アメリカ初代財務長官アレクサンダー・ハミルトンは、北米内でアメリカの勢力圏を広げていく構想をたてた[20]。彼は『ザ・フェデラリスト』の中で、アメリカ合衆国が世界的な強国へと成長し、アメリカ大陸からヨーロッパ諸国を追い出して、大陸諸国を覆う優位性を獲得するという野心的な未来像を打ち出している。当時のアメリカ大陸は、まだほとんどがヨーロッパ諸国の植民地であった[21]。
ハミルトンの構想は第5代大統領ジェームズ・モンローによってアメリカの国策となった。彼は、新大陸をアメリカの勢力圏としてヨーロッパの影響を排除する、いわゆるモンロー主義を打ち出した。アメリカが名実ともに大国の地位に上り詰めてからは、このアメリカのスタンスに挑戦しようとする国はほとんど現れなかった[22]。数少ない例外としては、ソビエト連邦が新大陸情勢への介入を試みたキューバ危機が挙げられる。
太平洋戦争中、日本は一時的に広大な勢力圏を獲得した。日本政府が直接統治していたのは朝鮮、ベトナム、台湾、中国の一部であり、そのほかの太平洋の諸島やアジア諸国を包含する「大東亜共栄圏」は日本の勢力圏としてその支配下に置かれたものであると言える。

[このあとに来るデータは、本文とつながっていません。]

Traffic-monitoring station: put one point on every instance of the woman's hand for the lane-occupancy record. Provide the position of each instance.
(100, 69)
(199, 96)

1939年にナチス・ドイツとソビエト連邦が極秘裏に独ソ不可侵条約を結んだことにより、両国は北欧および東欧を己の勢力圏として分割することになった[23]。北欧では、フィンランド、エストニア、ラトビアがソ連の分け前とされた[23]。ポーランドは独ソで分割され、ナレフ川・ヴィスワ川・サン川以東をソ連が、以西をドイツが占領した[23]。東プロイセンに隣接するリトアニアは、当初ドイツの勢力圏に入る予定だったが、1939年9月の第二秘密条約原案によってソ連の勢力圏となった[24]。ルーマニアの一部だったベッサラビアはモルダビア自治ソビエト社会主義共和国、次いでモルダビア・ソビエト社会主義共和国の領土となり、モスクワからの統制下に入った[23]。1940年6月28日にソ連がブコヴィナを占領したのも、独ソ不可侵条約でこの地域がソ連の勢力圏内にあると枢軸国から承認されたためであった[25]。ソ連は秘密協定の存在を否認し続けたが、その崩壊後、ロシア政府が全面的にその存在を認めた[26]。
1941年にドイツがソ連侵攻を始めて以降、連合国として味方同士となった英米とソ連は互いの勢力圏に暗黙の了解を与えた。両者の勢力圏の境界に基づいて連合国はドイツを追い詰め、その占領下にあった地域を解放していった。この戦時中に取り決められた勢力圏はまったく軍事的な取り決めによるもので、その地域が持つ周辺諸国との政治的・社会的・経済的背景は全く無視された。戦争が最終段階に入ってから、ソ連と西側諸国の間の亀裂が深まっていき、解放した地域とドイツそのものの命運も、その解放者によって左右されていくことになった[27]。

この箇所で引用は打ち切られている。